Administrators hoping to combat school absenteeism in early grades may want to add an anti-smoking campaign to their arsenal: Children who live with smokers miss more school days than those who are not exposed to tobacco smoke at home, according to the first nationwide study of the topic.
Researchers from the Mongan Institute for Health Policy at Massachusetts General Hospital found that illnesses related to secondhand smoke—from chest colds to ear infections—could account for one quarter to one third of all missed days by primary school-age children who live with smokers. Moreover, the study suggests smoking-related absences could increase the risk of children in poverty missing school.
The study, just published in the online issue of Pediatrics, analyzed a nationally representative sample of more than 3,000 children, ages 6 to 11, whose parents participated in the 2005 National Health Interview Study.

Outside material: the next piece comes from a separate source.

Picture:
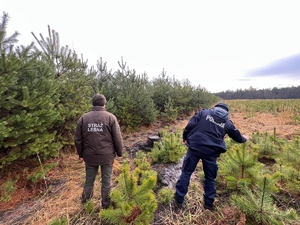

Within the sample, more than 14 percent of the children lived with at least one smoker, which primary study author Douglas Levy, an assistant professor of medicine at Harvard Medical School, estimated would represent about 2.6 million primary school children nationwide.
Levy and his colleagues found that children who lived with one smoker were absent on average 1.06 days more than children in non-smoking homes, and children who lived with two or more smokers missed 1.54 more days on average. They found higher rates for ear and respiratory illnesses among the children living with smokers, though the sample of children with asthma was too small to study links between household smoking and asthma attacks, which have been noted in other research.
“The health impact of living with a smoker is probably more extensive than our study shows, since the survey only asked about three conditions associated with smoke exposure and we know there are several more,” Levy said in a statement on the study, “and since the absentee levels we report are averages, there probably are kids who miss much more school because they live with smokers than our study found. More research is needed to help understand the long-term health, developmental, and economic consequence of growing up in a home where people smoke.”
The researchers found that nearly half of the smoking families also had low income. As I’ve reported previously, poverty is also associated with more frequent school absenteeism, suggesting the two problems may compound each other. Research shows chronic absenteeism in early grades can lead to lower academic performance and higher dropout rates later on.